Although the details vary from province to province, all OHS laws require employers to extend some degree of co-operation to government officials when they investigate the workplace after an accident. In addition to directly violating the OHS law, an employer’s failure to co-operate arouses suspicions and makes a bad situation worse. On the other hand, the duty to co-operate is a vague concept without clearly defined boundaries. Consequently, employers who mean well might do things that inadvertently violate the duty to co-operate and thus subject themselves to liability for hindering or obstructing an investigation.
Consider the following scenario: An accident occurs at your workplace. An OHS official shows up to investigate. It soon becomes clear that the official is inexperienced or inept. Or maybe youmjust have grave misgivings about the way the official is handling the investigation. For example, you notice that the official is mishandling a piece of sensitive equipment. The equipment is a key piece of evidence and if it breaks it’ll harm the investigation. So you take it upon yourself to
correct the problem, for example, by removing the equipment to a safe location before it breaks. While you may think that you’re coming to the aid of an incompetent official, what you’re actually doing is exposing your company to the risk of liability for obstructing an OHS investigator.
Refinery Fined $10,000 for Obstruction
A New Brunswick oil refinery learned this lesson the hard way.
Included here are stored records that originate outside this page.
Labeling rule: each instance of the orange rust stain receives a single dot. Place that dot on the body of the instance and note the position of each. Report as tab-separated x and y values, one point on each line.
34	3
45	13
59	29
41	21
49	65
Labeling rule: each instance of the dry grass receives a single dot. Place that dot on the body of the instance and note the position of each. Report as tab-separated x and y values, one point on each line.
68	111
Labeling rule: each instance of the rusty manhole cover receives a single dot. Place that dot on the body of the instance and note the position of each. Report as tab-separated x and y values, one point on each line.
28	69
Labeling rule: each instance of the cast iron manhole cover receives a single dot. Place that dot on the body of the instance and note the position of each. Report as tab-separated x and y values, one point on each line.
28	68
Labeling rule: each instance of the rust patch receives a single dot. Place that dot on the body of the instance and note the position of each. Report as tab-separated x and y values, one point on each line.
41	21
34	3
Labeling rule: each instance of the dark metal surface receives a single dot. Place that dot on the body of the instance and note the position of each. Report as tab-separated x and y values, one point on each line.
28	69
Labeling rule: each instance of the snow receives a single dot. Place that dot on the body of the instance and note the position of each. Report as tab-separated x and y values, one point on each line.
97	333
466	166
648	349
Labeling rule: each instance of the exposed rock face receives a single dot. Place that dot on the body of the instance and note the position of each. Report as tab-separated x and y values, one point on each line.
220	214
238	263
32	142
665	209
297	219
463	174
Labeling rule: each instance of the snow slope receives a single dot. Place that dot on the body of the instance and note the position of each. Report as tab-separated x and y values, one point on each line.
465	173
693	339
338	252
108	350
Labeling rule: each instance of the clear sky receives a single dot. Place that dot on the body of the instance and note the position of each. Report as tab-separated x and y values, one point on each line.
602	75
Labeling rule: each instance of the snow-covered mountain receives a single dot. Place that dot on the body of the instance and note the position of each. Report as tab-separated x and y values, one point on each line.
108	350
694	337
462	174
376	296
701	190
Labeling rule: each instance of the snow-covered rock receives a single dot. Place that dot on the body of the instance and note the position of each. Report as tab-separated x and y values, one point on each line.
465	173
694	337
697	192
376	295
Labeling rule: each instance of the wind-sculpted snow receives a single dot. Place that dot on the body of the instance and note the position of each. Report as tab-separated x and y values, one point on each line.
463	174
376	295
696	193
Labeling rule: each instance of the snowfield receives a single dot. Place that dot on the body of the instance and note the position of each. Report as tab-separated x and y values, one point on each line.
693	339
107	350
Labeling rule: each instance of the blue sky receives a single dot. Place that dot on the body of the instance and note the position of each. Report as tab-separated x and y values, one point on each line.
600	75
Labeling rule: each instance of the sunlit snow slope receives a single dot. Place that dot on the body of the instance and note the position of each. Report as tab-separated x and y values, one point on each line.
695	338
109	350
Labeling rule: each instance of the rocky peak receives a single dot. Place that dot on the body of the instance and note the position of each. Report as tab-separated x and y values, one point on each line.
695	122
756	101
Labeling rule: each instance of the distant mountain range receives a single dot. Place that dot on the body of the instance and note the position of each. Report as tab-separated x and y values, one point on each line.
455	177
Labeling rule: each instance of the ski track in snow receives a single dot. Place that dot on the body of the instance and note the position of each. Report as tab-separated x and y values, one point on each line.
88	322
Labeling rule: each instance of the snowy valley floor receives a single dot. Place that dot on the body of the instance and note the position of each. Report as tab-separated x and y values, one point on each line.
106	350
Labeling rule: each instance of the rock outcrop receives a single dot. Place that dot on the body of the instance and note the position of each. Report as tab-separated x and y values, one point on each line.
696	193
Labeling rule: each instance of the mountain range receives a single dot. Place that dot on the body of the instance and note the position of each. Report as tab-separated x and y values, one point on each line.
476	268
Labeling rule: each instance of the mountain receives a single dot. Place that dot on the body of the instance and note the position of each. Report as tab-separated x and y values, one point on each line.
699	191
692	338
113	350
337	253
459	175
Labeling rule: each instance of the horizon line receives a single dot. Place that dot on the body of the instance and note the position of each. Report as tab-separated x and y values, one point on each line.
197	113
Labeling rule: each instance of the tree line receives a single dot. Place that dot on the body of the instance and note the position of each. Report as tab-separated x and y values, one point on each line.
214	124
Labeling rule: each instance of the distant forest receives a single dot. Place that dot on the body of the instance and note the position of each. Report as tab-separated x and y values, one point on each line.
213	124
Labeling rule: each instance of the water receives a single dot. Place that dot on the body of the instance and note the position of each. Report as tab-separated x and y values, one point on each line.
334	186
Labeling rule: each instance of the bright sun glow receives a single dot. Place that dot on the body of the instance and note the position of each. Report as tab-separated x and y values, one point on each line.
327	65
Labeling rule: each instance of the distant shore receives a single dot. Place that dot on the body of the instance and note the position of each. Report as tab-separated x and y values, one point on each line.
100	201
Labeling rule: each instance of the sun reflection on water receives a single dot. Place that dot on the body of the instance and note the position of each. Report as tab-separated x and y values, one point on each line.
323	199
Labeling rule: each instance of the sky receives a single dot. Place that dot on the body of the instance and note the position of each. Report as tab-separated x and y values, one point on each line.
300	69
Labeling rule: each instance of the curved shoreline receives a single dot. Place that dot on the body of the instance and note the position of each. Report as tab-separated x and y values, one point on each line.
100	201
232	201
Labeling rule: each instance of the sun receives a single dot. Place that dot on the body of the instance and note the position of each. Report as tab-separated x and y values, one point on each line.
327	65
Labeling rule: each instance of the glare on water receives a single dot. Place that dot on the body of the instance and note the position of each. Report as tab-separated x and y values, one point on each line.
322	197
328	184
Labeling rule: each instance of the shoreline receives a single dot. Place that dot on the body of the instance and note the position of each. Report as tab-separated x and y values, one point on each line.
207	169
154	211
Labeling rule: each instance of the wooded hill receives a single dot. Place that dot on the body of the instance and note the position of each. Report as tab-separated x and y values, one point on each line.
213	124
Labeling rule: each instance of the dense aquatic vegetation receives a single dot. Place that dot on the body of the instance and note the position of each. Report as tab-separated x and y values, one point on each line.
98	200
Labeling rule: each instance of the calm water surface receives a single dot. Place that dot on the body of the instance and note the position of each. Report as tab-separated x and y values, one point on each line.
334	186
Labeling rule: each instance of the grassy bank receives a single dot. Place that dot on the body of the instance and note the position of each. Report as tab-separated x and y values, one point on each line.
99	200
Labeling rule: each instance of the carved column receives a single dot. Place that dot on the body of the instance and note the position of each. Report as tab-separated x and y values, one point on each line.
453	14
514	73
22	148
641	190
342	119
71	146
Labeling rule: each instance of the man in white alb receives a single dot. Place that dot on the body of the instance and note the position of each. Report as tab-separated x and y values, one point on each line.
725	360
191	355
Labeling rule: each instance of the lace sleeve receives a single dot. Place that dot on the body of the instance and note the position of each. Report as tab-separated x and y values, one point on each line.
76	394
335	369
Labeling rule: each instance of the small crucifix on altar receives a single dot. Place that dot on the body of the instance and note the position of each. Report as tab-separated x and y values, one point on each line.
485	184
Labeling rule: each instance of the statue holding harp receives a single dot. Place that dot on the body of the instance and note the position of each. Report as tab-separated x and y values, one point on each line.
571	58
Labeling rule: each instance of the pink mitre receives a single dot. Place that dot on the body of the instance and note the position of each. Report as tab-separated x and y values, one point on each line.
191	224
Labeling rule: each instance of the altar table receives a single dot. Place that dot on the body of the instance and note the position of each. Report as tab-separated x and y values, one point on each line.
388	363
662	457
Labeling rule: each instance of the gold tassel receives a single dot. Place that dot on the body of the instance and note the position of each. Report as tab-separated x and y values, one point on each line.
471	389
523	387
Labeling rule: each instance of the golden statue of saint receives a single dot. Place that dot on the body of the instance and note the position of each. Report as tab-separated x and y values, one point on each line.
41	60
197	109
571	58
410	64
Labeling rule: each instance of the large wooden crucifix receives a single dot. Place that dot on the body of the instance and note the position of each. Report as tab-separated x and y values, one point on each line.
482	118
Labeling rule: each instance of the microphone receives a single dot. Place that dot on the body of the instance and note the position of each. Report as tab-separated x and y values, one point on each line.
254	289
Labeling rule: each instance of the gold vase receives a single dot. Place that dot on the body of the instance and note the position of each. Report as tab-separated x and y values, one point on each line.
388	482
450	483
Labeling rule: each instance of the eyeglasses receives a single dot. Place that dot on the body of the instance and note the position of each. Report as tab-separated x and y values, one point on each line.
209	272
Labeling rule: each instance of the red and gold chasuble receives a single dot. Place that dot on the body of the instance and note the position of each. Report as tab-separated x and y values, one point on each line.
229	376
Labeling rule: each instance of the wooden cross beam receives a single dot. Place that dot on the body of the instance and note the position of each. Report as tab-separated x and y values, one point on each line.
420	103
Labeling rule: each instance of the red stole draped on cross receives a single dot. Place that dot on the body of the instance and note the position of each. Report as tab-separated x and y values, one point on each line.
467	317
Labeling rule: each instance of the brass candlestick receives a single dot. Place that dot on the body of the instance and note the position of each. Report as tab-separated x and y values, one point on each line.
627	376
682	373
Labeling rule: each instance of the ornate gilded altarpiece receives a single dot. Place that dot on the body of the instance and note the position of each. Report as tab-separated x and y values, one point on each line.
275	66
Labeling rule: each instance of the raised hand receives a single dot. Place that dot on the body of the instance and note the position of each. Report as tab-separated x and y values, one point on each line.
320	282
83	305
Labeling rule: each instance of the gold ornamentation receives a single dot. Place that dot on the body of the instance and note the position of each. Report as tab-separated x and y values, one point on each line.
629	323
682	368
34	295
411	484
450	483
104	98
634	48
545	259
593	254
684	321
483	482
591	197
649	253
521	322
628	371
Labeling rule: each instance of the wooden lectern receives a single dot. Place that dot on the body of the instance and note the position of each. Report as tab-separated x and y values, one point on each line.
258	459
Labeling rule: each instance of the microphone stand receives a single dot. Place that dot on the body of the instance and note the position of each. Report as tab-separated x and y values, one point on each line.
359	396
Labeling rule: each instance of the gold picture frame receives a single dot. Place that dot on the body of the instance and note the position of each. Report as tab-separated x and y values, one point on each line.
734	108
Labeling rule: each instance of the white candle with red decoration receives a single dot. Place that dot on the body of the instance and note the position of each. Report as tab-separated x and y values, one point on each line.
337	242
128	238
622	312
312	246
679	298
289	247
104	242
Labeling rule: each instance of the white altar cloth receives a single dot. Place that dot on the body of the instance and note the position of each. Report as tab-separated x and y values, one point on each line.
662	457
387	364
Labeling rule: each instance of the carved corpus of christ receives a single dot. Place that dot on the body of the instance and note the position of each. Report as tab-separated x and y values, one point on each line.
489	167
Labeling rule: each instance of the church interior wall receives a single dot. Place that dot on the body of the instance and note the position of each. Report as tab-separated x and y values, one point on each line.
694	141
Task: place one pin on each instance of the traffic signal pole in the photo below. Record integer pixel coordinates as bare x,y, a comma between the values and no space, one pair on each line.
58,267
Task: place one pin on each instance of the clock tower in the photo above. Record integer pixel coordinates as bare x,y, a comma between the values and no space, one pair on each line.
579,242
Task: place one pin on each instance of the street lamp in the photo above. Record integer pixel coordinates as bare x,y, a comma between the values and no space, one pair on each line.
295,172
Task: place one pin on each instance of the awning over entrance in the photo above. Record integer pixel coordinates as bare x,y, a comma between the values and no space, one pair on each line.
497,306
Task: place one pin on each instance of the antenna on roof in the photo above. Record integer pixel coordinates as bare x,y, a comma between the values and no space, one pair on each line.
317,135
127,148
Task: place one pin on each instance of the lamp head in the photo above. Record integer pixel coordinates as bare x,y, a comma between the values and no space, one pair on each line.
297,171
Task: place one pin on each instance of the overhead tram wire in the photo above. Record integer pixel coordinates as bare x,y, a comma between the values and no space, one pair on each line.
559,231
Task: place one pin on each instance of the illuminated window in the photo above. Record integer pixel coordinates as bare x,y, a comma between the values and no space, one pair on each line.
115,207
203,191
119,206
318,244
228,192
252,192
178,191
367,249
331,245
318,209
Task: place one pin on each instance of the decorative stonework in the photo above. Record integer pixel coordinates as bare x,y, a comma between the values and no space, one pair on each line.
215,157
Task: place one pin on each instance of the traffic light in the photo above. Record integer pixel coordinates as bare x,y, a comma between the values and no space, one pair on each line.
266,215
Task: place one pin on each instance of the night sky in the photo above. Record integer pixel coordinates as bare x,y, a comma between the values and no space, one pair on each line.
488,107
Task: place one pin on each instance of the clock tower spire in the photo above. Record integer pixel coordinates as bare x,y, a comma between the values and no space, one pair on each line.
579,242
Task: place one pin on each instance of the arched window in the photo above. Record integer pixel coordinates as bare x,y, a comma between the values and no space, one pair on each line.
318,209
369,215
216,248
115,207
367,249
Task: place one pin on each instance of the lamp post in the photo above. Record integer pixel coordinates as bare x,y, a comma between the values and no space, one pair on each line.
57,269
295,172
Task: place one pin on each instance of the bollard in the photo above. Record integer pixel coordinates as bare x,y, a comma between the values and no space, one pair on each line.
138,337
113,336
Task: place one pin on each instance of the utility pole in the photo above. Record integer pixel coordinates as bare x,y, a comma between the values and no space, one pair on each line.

The province’s Workplace Health and Safety Compensation Commission began an investigation of the refinery after a worker was killed on the job. The investigating officer suspected that a leveling cylinder from a man lift was the cause of the accident. He removed the cylinder and took it to a machine shop off the site of the refinery for testing. The cylinder was stored in a plastic tote box and secured with two locks.
The refinery general manager and construction site manager had concerns about the conduct of the investigation, especially the testing of the cylinder. They feared that further testing would destroy the cylinder. They also worried that somebody might steal or damage it. They were concerned because the cylinder was a key piece of evidence in the lawsuits over the worker’s death. They also knew that there were many parties involved in the litigation who had an interest in preserving the cylinder, including the refinery, the manufacturer, distributor and the company that leased the man lift containing the cylinder.
So, without telling the inspecting officer, the managers decided to remove the cylinder from the machine shop and take it back to the refinery where they could keep an eye on it. When the investigator found out what happened he became enraged and demanded the cylinder back immediately. The company complied and the cylinder was unharmed. But the Crown charged the refinery with obstruction and delay of anOHS investigator (under Section 33(a) of the New Brunswick OHS Act). The court ruled that removing the cylinder without permission obstructed the investigation.
The refinery said the managers didn’t mean any harm and that they were just trying to help.The investigator, the refinery claimed, was inexperienced and didn’t know what he was doing. Removing the cylinder was a good deed intended not to hinder but to help the investigation and keep the cylinder from being destroyed. But the court wasn’t buying it. A company can’t unilaterally assert control over an OHS investigation once it’s started because it’s unhappy with how it’s proceeding and thinks it
can “do it better,” the court explained. The court thus fined the refinery $10,000 [R. v. Irving Oil Ltd.].
The Right Way to Express Concerns
The moral of the New Brunswick case is that you and your staff need to be aware of the duty to cooperate. That means you must step back and let OHS investigators handle the investigation, even if you think they’re making a botch of the job. But while it bans you from doing anything to assert control over or compromise the integrity of the investigation, the duty to co-operate with an investigator does not require you to sit idly by and do nothing. If you have concerns or complaints over how the investigation is being conducted, you may:
Tell the investigator. The New Brunswick court in the Irving Oil case above acknowledged that “any citizen who feels, during the course of an investigation, under whatever legislation, that something is amiss, can very well bring that to the attention of the investigating officers to the point where in fact something which may have been overlooked is corrected.”
Tell the agency. You can also go over the investigator’s head and speak directly to an official from the government agency doing the investigation.
Speak to a lawyer. Last, but not least, you can and should talk to your lawyer any time you’re subject to an OHS investigation. You should also tell staff to raise any concerns they might have about an investigation with their supervisor or the company’s lawyer rather than confront a government official directly.
Show Your Lawyer
R. v. Irving Oil Ltd., N.B.J. No. 515, Nov. 7, 2001.